Either that, or your agent.
Seriously, though, best of luck. I found antidepressants harder to come down from than alcohol. IME, only tobacco is worse.
This hasn’t been so bad except for the sweating and some dizziness and minor sleep problems. Some of them are worse. Paxil is a motherfucker to come off of.
Paxil is a motherfucker to come off of.
Don’t I know it. I’ve had a few episodes of dizziness & queasiness this past few weeks, & on Friday night I started hitting myself in the head over trivial little things. I’m OK at the present moment, tho’. Everyone ought to read this:
Do you think there’s adequate evidence to back a statement like that up, or do you think it’s a claim that has little going for it aside from having, at best, a hypothetical electro-chemical logic to it?
Your question is a challenge and not a question, and I’m not the one to answer it. We’ve been through this. NFB is not proven safe and effective itself, nor have sufficient studies been done of its effect and efficacy. There’s no way that my practitioner’s advice can currently meet those standards.
Neither psychodynamic therapeutic theory nor the “chemical imbalance” fudge from the pharma companies meets such standards either.
The “claim” that reducing meds is helpful comes from observation by one careful professional who has found that this gets a better result in patients who can tolerate it. No “anti drug” dogma is involved.
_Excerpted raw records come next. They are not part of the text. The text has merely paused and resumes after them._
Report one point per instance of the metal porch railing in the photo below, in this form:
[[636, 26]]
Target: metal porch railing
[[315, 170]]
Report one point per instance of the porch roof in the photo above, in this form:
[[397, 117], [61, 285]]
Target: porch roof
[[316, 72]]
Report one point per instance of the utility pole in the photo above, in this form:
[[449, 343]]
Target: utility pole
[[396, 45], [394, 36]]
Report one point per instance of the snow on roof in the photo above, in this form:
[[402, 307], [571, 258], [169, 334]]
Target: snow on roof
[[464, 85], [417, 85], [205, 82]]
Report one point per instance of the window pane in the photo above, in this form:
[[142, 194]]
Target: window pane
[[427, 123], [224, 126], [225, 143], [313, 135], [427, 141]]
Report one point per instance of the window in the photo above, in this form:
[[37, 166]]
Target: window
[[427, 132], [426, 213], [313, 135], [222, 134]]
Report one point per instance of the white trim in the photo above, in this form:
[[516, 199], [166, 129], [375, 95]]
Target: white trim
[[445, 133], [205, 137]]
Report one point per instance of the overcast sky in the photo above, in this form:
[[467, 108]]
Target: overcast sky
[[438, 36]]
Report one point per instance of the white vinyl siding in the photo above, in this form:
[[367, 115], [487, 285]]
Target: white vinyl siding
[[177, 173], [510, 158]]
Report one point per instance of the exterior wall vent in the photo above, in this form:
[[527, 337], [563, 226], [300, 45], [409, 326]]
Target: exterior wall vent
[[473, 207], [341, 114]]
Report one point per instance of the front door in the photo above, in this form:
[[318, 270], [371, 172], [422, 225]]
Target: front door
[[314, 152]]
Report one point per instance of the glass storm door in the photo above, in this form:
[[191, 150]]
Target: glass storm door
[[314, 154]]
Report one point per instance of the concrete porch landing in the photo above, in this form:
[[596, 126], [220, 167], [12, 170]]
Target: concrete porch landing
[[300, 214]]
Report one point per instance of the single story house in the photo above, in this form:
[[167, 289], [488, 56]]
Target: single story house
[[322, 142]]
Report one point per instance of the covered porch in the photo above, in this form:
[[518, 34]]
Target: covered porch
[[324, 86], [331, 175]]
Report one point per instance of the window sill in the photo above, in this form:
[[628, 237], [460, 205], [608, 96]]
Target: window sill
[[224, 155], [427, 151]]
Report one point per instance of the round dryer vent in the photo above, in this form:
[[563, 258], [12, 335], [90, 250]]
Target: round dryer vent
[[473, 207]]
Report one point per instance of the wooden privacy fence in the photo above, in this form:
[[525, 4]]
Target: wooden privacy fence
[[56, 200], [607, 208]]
It’s difficult for me to be put in the position of defending my practitioner’s methods, especially when we’ve already established that nothing like longitudinal study, double blind tests, or correlation with imaging has been done.
Considering the amount of thought, analysis, worry, and plain fear I go through in this process, I would like to have more choices in the conversation than “mush brained New Age dupe” and “hard-minded, skeptical denier of all things not yet as proven as Newtonian Mechanics.”
After I wrote the question, I realized that it sounded like a challenge and could provoke a defensive response. I even started writing (and not just thinking about) a note afterwards along these lines: “I know this question sounds like a simplistic challenge, but I really do mean it as a good-faith question.” I’m not sure why I decided against including that line.
I was genuinely surprised by the apparent certainty with which you made the statement, as opposed to something like: “brain lady believes that x,” or even: “in brain lady’s considerable experience, she’s found that x.” I should have known better; I know you think critically about these things and that it’s probably for the sake of brevity that that you don’t painstakingly qualify every statement you make about NFB (or talk therapy, or meds).
FWIW, I don’t chalk this up to you being hyper-defensive, but to me not being careful in conveying tone.
I’ve been meaning to…
comment about the meds you’ve been taking. I’m not sure what NFB is (I’ll have to research on that), but I wish you honestly the bestest of luck here. The first time I was on any anti-depress meds (early 90’s), it scared the living daylights out of me. I refused to take meds for the longest time and I took some again a few years back and I had just as bad of a reaction as the first time. But I can’t say I’m doing any better *without* the drugs either. 😦 Anyways, that was probably a blanket response. I’m probably more proned to drinking at this point to deal with issues; again, probably not a good thing to say, but if I’m going to have anything “manmade” be put through my body, I say beer (hard liquor is out of the question for me now that I’ve a 1-yr old) would do just fine–it tastes better anyways. (and the side effects are alot more fun than meds)
Well, again, good luck in this and I’m certain I’ll be checking out your progress. In my “misery”, I’d like to know that one of my friends are doing well.
other than antibiotics twice and vicodin once for a messy back, i’ve never been on meds in my whole life. i am thinking that i want to try to take wellbutrin, but i’m not sure if i should or if it is recommended. i don’t really trust doctors, so i’m interested in your opinion.